The Renowned Filmmaker discussing His War of Independence Film Series: ‘This Is Our Most Crucial Work’
Ken Burns has evolved into not just a filmmaker; he is a brand, an unparalleled production entity. With each new project heading for the PBS network, everyone seeks a part of him.
The filmmaker completed “more fucking podcasts than I ever thought possible”, he notes, nearing the end of his extensive publicity circuit that included numerous locations, dozens of preview events and innumerable conversations. “With podcasts numbering in the hundreds of millions, I feel I’ve participated in a substantial portion.”
Happily the filmmaker is incredibly dynamic, as expressive in conversation as he is prolific during post-production. The veteran director has traveled from historical sites to popular podcasts to discuss a career-defining series: this historical epic, a monumental six-part, 12-hour documentary series that dominated a substantial portion of his recent years and arrived recently on public television.
Timeless Filmmaking Method
Like slow cooking in an age of fast food, this documentary series intentionally classic, evoking memories of historical documentary classics than the era of streaming docs and podcast series.
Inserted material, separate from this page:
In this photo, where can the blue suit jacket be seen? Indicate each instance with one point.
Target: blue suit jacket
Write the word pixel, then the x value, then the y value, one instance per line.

For the documentarian, who has built a career chronicling strands of US history spanning various American subjects, the revolutionary period transcends ordinary historical coverage but foundational. “As I mentioned to directing partner Sarah Botstein the other day, and she agreed: no future work will carry greater importance,” Burns reflects during a telephone interview.
Massive Research Effort
Burns, co-directors Botstein and David Schmidt plus scripting partner Geoffrey Ward referenced numerous historical volumes and primary source materials. Multiple academic experts, representing diverse viewpoints, offered expert analysis together with prominent academics representing multiple disciplines including slavery, Native American history plus colonial history.
Characteristic Narrative Method
The documentary’s methodology will appear similar to viewers of Burns’ earlier work. The characteristic technique included gradual camera movements over historical images, extensive employment of contemporary scores featuring talent voicing historical documents.
That was the moment Burns built his legacy; years later, now the doyen of documentaries, he can apparently summon virtually any performer. Participating with Burns at a New York gathering, the Hamilton creator Lin-Manuel Miranda observed: “When Ken Burns calls, you say ‘Yes.’”
All-Star Cast
The extended filming period also helped in terms of flexibility. Filming occurred in recording spaces, at historical sites through digital platforms, a tool embraced during the pandemic. Burns explains the experience with performer Josh Brolin, who scheduled a brief window during his travels to record his lines as the revolutionary leader then continuing to other professional obligations.
Additional performers feature numerous acclaimed actors, Jeff Daniels, Morgan Freeman, Paul Giamatti, emerging and established stars, household names and rising talent, Samuel L Jackson, Michael Keaton, Tracy Letts, international acting community, skilled dramatic performers, Wendell Pierce, Matthew Rhys, Liev Schreiber, plus additional notable names.
The filmmaker continues: “Honestly, this could represent the finest ensemble gathered for any production. Their contributions are remarkable. Their celebrity status wasn’t the criteria. It irritated me when questioned, regarding the famous participants. I responded, ‘These are performers.’ They are among the world’s best performers and they can bring this stuff alive.”
Nuanced Narrative
Nevertheless, no contemporary observers remain, visual documentation forced Burns and his team to depend substantially on the written word, weaving together individual perspectives of numerous historical characters. This methodology permitted to introduce audiences beyond the prominent leaders of that era plus numerous additional who are seminal to the story”, numerous individuals remain visually unknown.
The filmmaker also explored his particular enthusiasm for geography and cartography. “I love maps,” he comments, “with greater cartographic content in this film than in all the other films throughout my entire career.”
Worldwide Consequences
The production crew recorded at numerous significant sites in various American regions plus English locations to capture the landscape’s character and collaborated substantially with re-enactors. These components unite to tell a story more brutal, complicated and internationally important compared to standard education.
The film maintains, represented more than local dispute over land, taxation and representation. Rather, the series depicts a brutal conflict that finally engaged multiple global powers and improbably came to embody described as “humanity’s highest ideals”.
Civil War Reality
Initial complaints and protests aimed at the crown by American colonists in 13 fractious colonies rapidly became a vicious internal war, setting brother against brother and creating local enmities. In one segment, academic Alan Taylor comments: “The greatest misconception about the American Revolution centers on assuming it constituted a unifying experience for colonists. This ignores the truth that it was a civil war among Americans.”
Nuanced Understanding
For him, the independence account that “generally suffers from excessive romance and idealization and lacks depth and insufficiently honors the historical reality, every individual involved and the widespread bloodshed.”
It was, he contends, a revolution that proclaimed the world-changing idea of inherent human rights; a vicious internal conflict, pitting Patriots against Loyalists; and a worldwide engagement, another installment in a sequence of struggles among European powers for the “prize of North America”.